Johannes Winkler

Johannes Winkler

Built the first liquid propellant rocket in Europe.

Johannes Winkler was born on May 29, 1897, in Karlsruhe, Germany. He attended primary school in Karlsruhe, and middle school in Oppeln. After graduating high school in Liegnitz in 1915, Winkler enlisted in the army. Seriously wounded in 1916, during the Battle of Lake Narocz, he spent seven months recuperating in the hospital. Upon release, he was excused from further military service and decided to study machine construction at the Technische Hoshschule in Danzig (now Gdansk, Poland), graduating in May 1918.

In the 1920’s, Winkler developed a love for astronomy, aviation, and rocketry while working as an engineer at the Junkers Aircraft Company. On June 5, 1927, he and two other rocket enthusiasts founded the German Rocket Society (VfR – Verein fur Raumschiffahrt) in Breslau, Germany (now Wroclaw, Poland). Within a year the VfR would boast a membership of 500, including most of the early twentieth century’s European rocket pioneers. From 1927 to December 1929, Winkler edited and published the club’s magazine, The Rocket (Die Rakete) , the world’s first journal of rocketry while also serving as the VfR’s first president.

In 1929, Johannes Winkler quit his job at Junkers to pursue rocketry full time. By 1931, using rocket pioneer Hermann Oberth’s calculations, Winkler designed, built, and flew the first liquid propellant rocket in Europe, five years after Robert Goddard of the United States had launched the world’s earliest liquid-fuelled rocket. Winkler’s rocket, the HW-1, was two feet high and weighed eleven pounds at takeoff. It was propelled by high-pressure nitrogen gas forcing liquid methane and liquid oxygen into a combustion chamber. Launched in Dessau, Germany on February 21, 1931, the HW-1 failed after flying only ten feet. Undeterred, on March 14, 1931, Winkler launched another HW-1, this one soaring to more than 1500 feet.

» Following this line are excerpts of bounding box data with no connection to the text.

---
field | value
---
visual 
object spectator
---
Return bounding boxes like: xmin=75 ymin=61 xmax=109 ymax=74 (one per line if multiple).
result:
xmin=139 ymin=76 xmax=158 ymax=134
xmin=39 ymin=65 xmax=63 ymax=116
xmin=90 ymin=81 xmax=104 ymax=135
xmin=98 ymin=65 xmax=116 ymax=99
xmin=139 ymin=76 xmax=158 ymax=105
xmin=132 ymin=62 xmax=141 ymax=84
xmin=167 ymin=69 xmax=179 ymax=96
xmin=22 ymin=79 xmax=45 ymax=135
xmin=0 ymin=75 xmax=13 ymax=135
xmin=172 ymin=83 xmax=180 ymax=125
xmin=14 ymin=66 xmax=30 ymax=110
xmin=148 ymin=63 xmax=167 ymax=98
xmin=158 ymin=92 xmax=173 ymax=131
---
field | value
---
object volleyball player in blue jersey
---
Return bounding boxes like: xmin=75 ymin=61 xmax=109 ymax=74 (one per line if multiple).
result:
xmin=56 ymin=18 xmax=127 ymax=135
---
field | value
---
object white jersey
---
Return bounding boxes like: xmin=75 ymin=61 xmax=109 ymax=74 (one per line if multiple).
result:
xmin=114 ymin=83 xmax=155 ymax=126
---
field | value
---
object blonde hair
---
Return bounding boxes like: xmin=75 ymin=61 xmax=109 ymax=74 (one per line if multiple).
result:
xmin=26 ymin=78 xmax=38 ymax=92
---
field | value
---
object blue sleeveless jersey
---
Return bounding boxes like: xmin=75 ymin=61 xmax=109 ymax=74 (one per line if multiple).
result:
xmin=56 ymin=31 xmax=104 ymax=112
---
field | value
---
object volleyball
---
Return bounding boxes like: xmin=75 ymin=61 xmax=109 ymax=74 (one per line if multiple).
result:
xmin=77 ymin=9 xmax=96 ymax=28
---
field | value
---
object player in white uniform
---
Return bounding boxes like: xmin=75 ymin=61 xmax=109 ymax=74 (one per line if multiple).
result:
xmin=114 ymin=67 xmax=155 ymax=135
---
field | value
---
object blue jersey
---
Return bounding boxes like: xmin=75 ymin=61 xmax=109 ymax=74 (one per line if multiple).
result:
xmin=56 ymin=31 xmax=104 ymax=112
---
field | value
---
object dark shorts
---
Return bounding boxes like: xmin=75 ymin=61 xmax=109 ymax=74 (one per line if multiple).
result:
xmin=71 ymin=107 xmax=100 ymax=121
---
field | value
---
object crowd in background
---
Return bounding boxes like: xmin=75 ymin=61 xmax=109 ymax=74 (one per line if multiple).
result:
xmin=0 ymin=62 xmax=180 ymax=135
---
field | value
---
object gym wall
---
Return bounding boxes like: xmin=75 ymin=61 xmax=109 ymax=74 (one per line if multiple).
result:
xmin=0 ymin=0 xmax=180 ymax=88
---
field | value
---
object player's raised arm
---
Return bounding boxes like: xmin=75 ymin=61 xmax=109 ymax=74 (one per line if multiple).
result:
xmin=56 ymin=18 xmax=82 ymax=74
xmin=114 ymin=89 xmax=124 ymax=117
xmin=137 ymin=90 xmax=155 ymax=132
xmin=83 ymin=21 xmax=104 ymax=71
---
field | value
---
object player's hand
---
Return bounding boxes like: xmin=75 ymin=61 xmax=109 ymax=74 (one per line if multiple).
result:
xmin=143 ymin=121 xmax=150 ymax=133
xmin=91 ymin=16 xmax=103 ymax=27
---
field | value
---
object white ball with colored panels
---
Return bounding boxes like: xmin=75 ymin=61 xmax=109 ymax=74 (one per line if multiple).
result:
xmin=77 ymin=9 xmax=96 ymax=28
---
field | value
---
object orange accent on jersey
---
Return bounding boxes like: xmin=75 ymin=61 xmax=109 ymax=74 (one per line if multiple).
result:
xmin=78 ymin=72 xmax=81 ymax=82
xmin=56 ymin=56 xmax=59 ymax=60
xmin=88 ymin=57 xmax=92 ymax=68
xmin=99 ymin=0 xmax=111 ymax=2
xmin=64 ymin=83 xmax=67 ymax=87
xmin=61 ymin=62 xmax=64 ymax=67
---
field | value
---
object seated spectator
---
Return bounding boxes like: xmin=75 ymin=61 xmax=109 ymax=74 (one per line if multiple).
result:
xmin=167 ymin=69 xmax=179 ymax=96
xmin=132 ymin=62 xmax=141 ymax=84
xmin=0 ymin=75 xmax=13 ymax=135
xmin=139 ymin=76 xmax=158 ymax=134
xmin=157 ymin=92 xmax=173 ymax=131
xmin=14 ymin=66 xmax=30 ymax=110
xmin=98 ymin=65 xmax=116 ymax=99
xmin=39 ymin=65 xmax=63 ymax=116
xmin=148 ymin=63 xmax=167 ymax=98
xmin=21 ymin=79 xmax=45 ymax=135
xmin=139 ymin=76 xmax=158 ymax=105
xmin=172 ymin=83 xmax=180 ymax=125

On October 6, 1932, after months of work, Winkler launched a more advanced rocket, the HW-2, on the Baltic Sea coast near Pillau, Germany. Unfortunately the six-foot high rocket had been exposed to corrosive sea air for weeks during launch delays and some of its alloys had deteriorated. An internal breakdown led to an explosive propellant mix in the rocket, and after rising only ten feet, it exploded. With the failure of the HW-2, Winkler gave up rocketry as a profession and returned to his old job at Junkers. He continued to experiment with rockets on his own for a year, until Adolf Hitler’s Nazi government outlawed all private rocket research in Germany. Johannes Winkler worked for the German military’s Aeronautical Research Institute during World War II, designing Jet Assisted Take-off (JATO) units and sounding rockets but none of them were ever put into production.

His health ruined by the war, Johannes Winkler died in a refugee camp at Braunschweig-Querum, Germany on December 27, 1947.